少女の小さな手が筋肉をほぐしていく。誰かの手が自分の肌に触れるのを許すのは奇跡だ。三十で咲かせた高嶺の花も枯れてしまい、これからは「期限切れ」の女として酒の席で扱われるのだろう。それはそれで別種の不安感を煽(あお)った。資本的な価値が失われていく。仕事が与えられなくなったら、いよいよ自分の存在意義が消えてしまう。
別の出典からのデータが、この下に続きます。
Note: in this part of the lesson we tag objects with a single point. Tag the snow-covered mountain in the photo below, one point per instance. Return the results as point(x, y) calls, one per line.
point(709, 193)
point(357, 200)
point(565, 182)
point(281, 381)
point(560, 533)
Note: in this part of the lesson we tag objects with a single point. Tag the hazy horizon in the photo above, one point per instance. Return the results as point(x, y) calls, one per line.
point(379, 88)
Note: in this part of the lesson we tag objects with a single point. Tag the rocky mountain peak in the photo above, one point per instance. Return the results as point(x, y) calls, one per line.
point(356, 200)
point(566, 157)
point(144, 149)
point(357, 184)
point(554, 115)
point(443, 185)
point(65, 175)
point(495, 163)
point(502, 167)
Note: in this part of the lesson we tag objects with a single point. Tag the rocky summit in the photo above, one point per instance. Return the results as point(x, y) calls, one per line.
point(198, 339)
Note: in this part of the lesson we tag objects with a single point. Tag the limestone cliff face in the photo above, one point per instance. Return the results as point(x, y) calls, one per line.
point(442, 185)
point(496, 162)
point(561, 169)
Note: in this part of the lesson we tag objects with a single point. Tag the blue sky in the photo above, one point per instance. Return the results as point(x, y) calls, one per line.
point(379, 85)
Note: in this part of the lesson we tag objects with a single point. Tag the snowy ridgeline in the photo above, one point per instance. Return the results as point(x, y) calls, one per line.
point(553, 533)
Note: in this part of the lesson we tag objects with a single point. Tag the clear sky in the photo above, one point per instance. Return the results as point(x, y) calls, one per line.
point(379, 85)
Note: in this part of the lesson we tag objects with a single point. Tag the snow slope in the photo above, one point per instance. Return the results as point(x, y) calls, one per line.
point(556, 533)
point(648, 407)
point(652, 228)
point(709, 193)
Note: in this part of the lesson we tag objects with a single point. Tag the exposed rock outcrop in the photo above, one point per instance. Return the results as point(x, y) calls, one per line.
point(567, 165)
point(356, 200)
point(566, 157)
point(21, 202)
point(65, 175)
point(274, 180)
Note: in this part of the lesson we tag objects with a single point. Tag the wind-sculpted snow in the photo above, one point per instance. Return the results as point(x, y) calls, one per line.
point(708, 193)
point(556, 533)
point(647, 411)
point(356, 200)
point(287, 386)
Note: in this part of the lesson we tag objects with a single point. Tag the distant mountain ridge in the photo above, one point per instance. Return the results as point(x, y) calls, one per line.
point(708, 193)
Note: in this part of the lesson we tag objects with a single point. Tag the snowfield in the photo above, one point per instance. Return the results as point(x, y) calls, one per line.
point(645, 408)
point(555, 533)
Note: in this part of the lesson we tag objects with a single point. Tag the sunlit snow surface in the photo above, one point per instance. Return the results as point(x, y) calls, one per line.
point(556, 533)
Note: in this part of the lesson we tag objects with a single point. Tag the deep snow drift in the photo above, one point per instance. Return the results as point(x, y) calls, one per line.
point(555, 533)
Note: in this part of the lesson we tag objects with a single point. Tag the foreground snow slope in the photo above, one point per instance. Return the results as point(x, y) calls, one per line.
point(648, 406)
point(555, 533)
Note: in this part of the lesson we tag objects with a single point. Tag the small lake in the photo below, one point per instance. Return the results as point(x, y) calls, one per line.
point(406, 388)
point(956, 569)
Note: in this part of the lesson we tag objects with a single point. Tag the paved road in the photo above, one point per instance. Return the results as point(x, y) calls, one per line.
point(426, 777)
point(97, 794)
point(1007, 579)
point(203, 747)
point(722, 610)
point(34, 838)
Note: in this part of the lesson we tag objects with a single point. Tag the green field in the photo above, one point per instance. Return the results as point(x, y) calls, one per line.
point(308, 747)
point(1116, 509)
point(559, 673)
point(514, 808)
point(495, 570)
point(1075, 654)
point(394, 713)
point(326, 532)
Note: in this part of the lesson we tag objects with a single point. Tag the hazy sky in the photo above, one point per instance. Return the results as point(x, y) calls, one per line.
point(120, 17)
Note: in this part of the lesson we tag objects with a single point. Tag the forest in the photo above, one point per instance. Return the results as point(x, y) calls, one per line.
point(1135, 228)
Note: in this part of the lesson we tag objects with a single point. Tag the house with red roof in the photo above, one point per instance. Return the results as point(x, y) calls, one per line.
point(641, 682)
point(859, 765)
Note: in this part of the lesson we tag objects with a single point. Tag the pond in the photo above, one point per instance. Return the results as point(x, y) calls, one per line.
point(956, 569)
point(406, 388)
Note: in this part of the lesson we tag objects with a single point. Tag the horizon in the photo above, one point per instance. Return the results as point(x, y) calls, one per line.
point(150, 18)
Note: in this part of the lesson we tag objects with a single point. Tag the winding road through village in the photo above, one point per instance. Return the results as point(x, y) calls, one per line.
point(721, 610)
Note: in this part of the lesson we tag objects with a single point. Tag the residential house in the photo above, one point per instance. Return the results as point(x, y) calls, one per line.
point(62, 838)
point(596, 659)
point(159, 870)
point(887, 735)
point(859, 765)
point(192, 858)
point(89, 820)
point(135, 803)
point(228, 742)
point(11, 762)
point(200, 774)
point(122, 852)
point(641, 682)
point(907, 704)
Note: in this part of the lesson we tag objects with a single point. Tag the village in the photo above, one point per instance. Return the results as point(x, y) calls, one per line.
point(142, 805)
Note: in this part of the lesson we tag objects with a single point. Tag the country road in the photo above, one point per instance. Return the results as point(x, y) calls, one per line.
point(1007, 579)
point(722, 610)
だが、少女の手は、自分が、男性中心主義・資本主義の外でも存在できると思わせてくれる。資本主義を体現した室内で、非物質的な領域を復活させてくれる。

もっと美結に近づきたかった。もっと。もっと。もっと。もっと。

いつか物質的に恵まれた刺激ある毎日にもすっかり順応し、乾いた笑顔を見せなくなり、浮き沈みのない単調な日々へと落ち着いてしまい、喜美子に対して向けていた眩(まばゆ)く潤った美結のまなざしが過去のものになるのを恐れた。

その原因を先に突き止め、少女の全方向の自由さが失われるのを喜美子は食い止めたかった。喜美子は、現実と空想の境目をふらついていた。美結の欲しい物リストがなくなった後、自分は何を与えられるのだろうか。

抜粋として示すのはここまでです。